In Spirerose Ltd (in administration) v Transport for London (2008), land had been compulsorily purchased from the company by Transport for London. The land did not have plannning permission and nor was this a statutory assumption under the Land Compensation Act 1961. However, the tribunal had awarded £608,000 on the basis of the valuation of the land with planning permission for mixed-use development. The defendant contended that the correct value of the land, assessed on a hope-value basis only, was £400,000.
The case was an appeal of the defendant from the Lands Tribunal's decision, which favoured valuation on the full value of the assumed permission. The issue was on what basis the land should be valued and it centred on the application of the “no scheme” rule (Pointe Gourde Quarrying and Transport Co Ltd v SubIntendant of Crown Lands (1947)).
The Court of Appeal held that the tribunal had not erred and said that compensation should be assessed on the basis that the site had planning permission despite this not being a statutory assumption under the Land Compensation Act 1961. Strong policy arguments supported this decision and the court, in interpreting and applying the law, took the opportunity to remedy anomalies in the 1961 Act.

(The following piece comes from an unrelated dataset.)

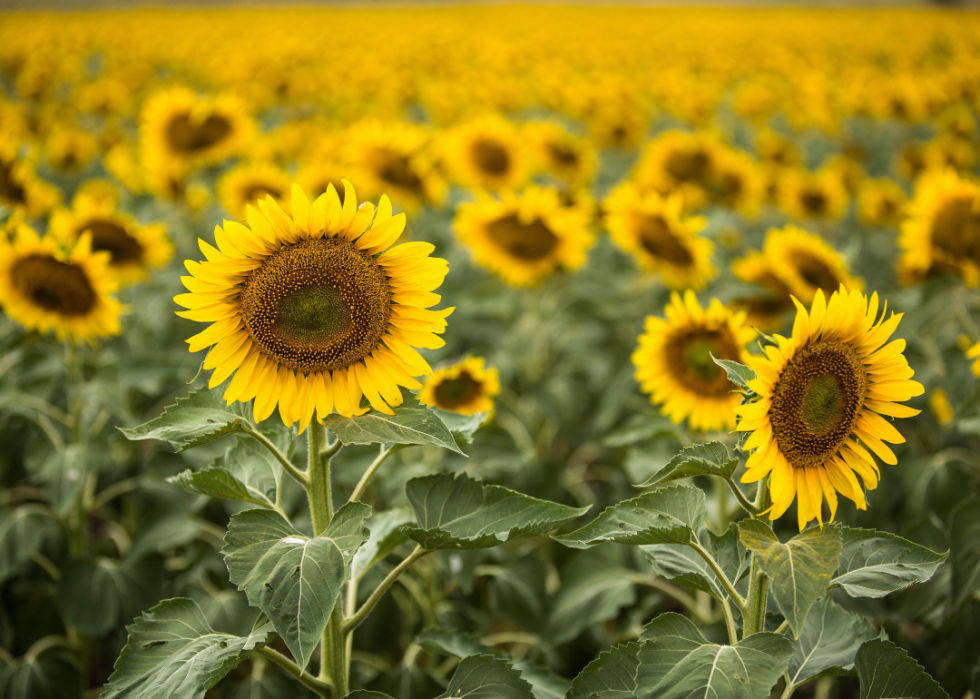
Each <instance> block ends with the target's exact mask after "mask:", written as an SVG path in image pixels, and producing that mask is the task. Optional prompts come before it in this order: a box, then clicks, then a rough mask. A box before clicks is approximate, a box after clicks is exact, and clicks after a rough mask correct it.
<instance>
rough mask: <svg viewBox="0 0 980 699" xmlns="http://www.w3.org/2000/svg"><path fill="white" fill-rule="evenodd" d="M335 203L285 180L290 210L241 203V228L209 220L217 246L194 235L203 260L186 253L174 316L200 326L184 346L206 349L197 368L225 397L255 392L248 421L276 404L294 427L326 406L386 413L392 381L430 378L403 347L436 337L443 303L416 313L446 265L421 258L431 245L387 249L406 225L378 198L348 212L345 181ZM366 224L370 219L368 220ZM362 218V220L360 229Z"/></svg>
mask: <svg viewBox="0 0 980 699" xmlns="http://www.w3.org/2000/svg"><path fill="white" fill-rule="evenodd" d="M344 187H345V189H346V193H345V196H344V204H343V205H341V204H340V198H339V197H338V196H337V192H336V191H335V190H334V189H333V187H332V186H331V187H330V188H329V189H328V190H327V192H326V193H325V194H322V195H320V196H319V197H317V198H316V200H315V201H314V202H313V203H312V205H311V204H310V201H309V200H308V199H307V197H306V195H305V194H303V191H302V190H301V189H300V187H299V186H298V185H293V188H292V207H291V208H292V216H287V215H286V214H285V213H284V212H283V210H282V208H281V207H280V206H279V205H278V204H277V203H276V202H275V201H274V200H273V199H272V198H271V197H267V198H266V199H265V200H264V201H260V202H259V204H258V208H255V207H252V206H249V207H248V209H247V220H248V226H245V225H243V224H240V223H235V222H227V221H226V222H225V226H224V228H221V227H215V241H216V243H217V245H218V247H217V249H216V248H214V247H213V246H211V245H209V244H208V243H206V242H204V241H199V243H200V247H201V250H202V251H203V252H204V255H205V257H206V258H207V260H206V261H204V262H200V263H198V262H193V261H187V262H186V263H185V264H186V266H187V268H188V270H189V271H190V273H191V275H192V276H189V277H183V281H184V285H185V286H186V287H187V288H188V290H189V291H190V293H187V294H181V295H179V296H176V297H175V298H174V300H175V301H176V302H177V303H178V304H180V305H181V306H183V307H184V308H187V309H188V310H186V311H180V312H178V315H179V316H181V317H183V318H189V319H190V320H195V321H199V322H206V323H211V324H212V325H210V326H209V327H208V328H207V329H206V330H204V331H203V332H202V333H199V334H198V335H195V336H194V337H192V338H190V339H189V340H188V341H187V342H188V344H189V345H190V350H191V351H192V352H197V351H199V350H202V349H204V348H206V347H211V351H210V352H209V353H208V356H207V358H206V359H205V361H204V368H205V369H214V372H213V373H212V374H211V379H210V382H209V385H210V386H211V387H212V388H213V387H215V386H217V385H219V384H221V383H222V382H223V381H225V380H226V379H227V378H228V377H230V376H231V375H232V374H233V373H234V375H235V376H234V378H233V379H232V381H231V383H230V384H229V386H228V388H227V390H226V391H225V394H224V397H225V400H226V401H228V403H229V404H230V403H232V402H233V401H240V402H246V401H249V400H252V399H253V398H254V399H255V403H254V406H253V413H254V417H255V419H256V420H259V421H261V420H265V419H266V418H268V417H269V416H270V415H271V414H272V411H273V410H274V409H275V408H276V405H277V404H278V406H279V415H280V416H281V417H282V421H283V423H284V424H286V425H292V424H293V423H295V422H297V421H298V422H299V425H300V430H301V431H302V430H305V429H306V427H307V426H308V425H309V423H310V420H311V419H312V418H313V415H314V413H315V414H316V416H317V419H318V420H320V421H322V420H323V418H324V417H326V416H327V415H329V414H331V413H332V412H333V411H334V410H336V411H337V412H338V413H340V414H341V415H345V416H348V417H349V416H351V415H354V414H360V413H362V412H364V410H363V409H362V408H361V397H362V396H364V397H365V398H367V400H368V403H369V404H370V406H371V408H374V409H375V410H378V411H379V412H383V413H387V414H392V410H391V407H392V406H397V405H400V404H401V401H402V397H401V392H400V391H399V388H398V387H399V386H404V387H406V388H412V389H417V388H421V387H422V384H420V383H419V382H418V381H416V380H415V379H414V378H413V377H415V376H420V375H423V374H431V373H432V370H431V369H430V367H429V365H428V363H426V361H425V359H423V358H422V356H421V355H420V354H419V353H418V352H417V351H416V350H415V349H414V348H415V347H423V348H429V349H434V348H438V347H441V346H442V345H443V344H444V343H443V341H442V339H441V338H439V337H438V334H440V333H442V332H443V330H445V327H446V320H445V319H446V317H447V316H448V315H449V314H450V313H451V312H452V310H453V309H451V308H450V309H446V310H441V311H433V310H427V309H429V308H430V307H431V306H434V305H435V304H437V303H439V300H440V297H439V296H438V295H437V294H434V293H432V291H433V289H435V288H437V287H438V286H439V285H440V284H441V283H442V280H443V278H444V277H445V276H446V272H447V271H448V264H447V263H446V261H445V260H441V259H438V258H431V257H429V253H431V252H432V251H433V250H434V249H435V247H434V246H433V245H431V244H430V243H422V242H413V243H404V244H401V245H396V246H394V247H389V246H391V244H392V243H393V242H394V241H395V240H397V239H398V237H399V236H400V235H401V233H402V231H403V230H404V227H405V214H398V215H397V216H392V213H391V202H390V201H389V200H388V198H387V197H382V198H381V200H380V202H379V203H378V206H377V208H375V206H374V205H373V204H370V203H365V204H363V205H361V206H360V207H359V208H358V206H357V197H356V195H355V194H354V188H353V187H352V186H351V185H350V183H349V182H347V181H345V182H344ZM372 221H373V225H372ZM369 226H370V228H369Z"/></svg>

Carnwath LJ was at pains to draw attention to the inadequacy of the law in this area and called for its simplification. Alluding to the Law Commission's report on compulsory purchase, the recommendations of which were largely ignored by Parliament, he said:
"Greenweb is a stark warning that saving on law reform can be a very false economy. The present case ... is another demonstration of the human and financial cost of obscurity in the law."